Originally published in the New England Journal of Medicine in 2011, the ARISTOTLE trial randomized 18,201 patients with A-fib and at least 1 additional risk factor to either apixaban (5 mg twice daily or 2.5 mg twice daily) or dose-adjusted warfarin (target INR range of 2.0-3.0).
For the new study, investigators led by Greg Flaker, MD, of the University of Missouri (Columbia, MO), conducted an exploratory post hoc analysis of outcomes in patients who did (n = 2,051) or did not (n = 15,856) receive amiodarone, an antiarrythmic drug. Amiodarone status was not known in all study participants.
There were significant geographic variations in amiodarone use, with the highest rate seen in Latin America (17.9%) and the lowest in North America (6.6%). Compared with patients who did not receive amiodarone, those who did were younger, more likely to have heart failure or reduced LVEF, and less likely to have diabetes, prior stroke, TIA, or systemic embolism.

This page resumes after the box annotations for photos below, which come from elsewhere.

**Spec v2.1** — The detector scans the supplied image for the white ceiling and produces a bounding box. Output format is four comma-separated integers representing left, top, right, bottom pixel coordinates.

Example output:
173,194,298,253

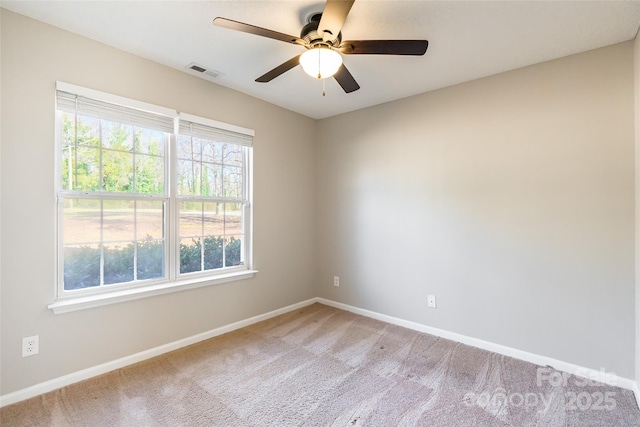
1,0,640,119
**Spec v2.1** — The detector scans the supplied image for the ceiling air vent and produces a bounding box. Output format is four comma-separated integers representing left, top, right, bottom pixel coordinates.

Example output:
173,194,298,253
185,62,223,79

Amiodarone and Warfarin a Bad Combination

At a mean follow-up of 22 months, those taking the combination of warfarin and amiodarone had lower time in therapeutic range than patients on warfarin alone (56.5% vs. 63.0%; P < .0001).

Patients randomized to receive apixaban had lower rates of the primary efficacy endpoints of stroke/systemic embolism and all-cause death, and lower rates of the safety endpoint of major bleeding compared with warfarin regardless of their amiodarone status (table 1).

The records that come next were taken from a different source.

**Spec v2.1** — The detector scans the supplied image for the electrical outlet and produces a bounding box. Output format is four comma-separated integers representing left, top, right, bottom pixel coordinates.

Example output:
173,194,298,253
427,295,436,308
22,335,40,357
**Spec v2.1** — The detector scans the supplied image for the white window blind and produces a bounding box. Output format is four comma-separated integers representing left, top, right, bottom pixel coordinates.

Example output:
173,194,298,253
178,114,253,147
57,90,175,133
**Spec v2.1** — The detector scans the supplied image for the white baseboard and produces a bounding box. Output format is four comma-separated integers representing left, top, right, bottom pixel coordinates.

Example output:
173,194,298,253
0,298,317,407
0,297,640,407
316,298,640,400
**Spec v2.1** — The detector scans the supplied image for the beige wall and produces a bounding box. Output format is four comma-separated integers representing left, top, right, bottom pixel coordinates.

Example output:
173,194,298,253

Table 1. Safety and Efficacy Endpoints: Apixaban vs Warfarin


With Amiodarone

HR (95% CI)

Without Amiodarone

HR (95% CI)

P for Interaction

Stroke/Systemic Embolism

0.68 (0.40-1.15)

0.82 (0.68-1.00)


All-cause Death

0.74 (0.55-0.98)

0.93 (0.83-1.05)


Major Bleeding

0.61 (0.39–0.96)

0.72 (0.62–0.84)



In a propensity-matched analysis, the annual rate of stroke or systemic embolism was higher among patients who were taking amiodarone than those who were not (1.58% vs 1.19%; P = .032). Rates of all-cause death, cardiovascular death, and noncardiovascular death were numerically—but not significantly—higher among amiodarone users.

“The reason for the suggestion of a higher rate of stroke and systemic embolism in patients who received amiodarone versus patients who did not receive amiodarone is unclear,” the study authors write. “There is no a priori reason for class III antiarrhythmic medications to be thrombogenic.” Rather, they suggest, the thromboembolic risk is likely related to characteristics of the A-fib population and not to the specific antiarrhythmic drug.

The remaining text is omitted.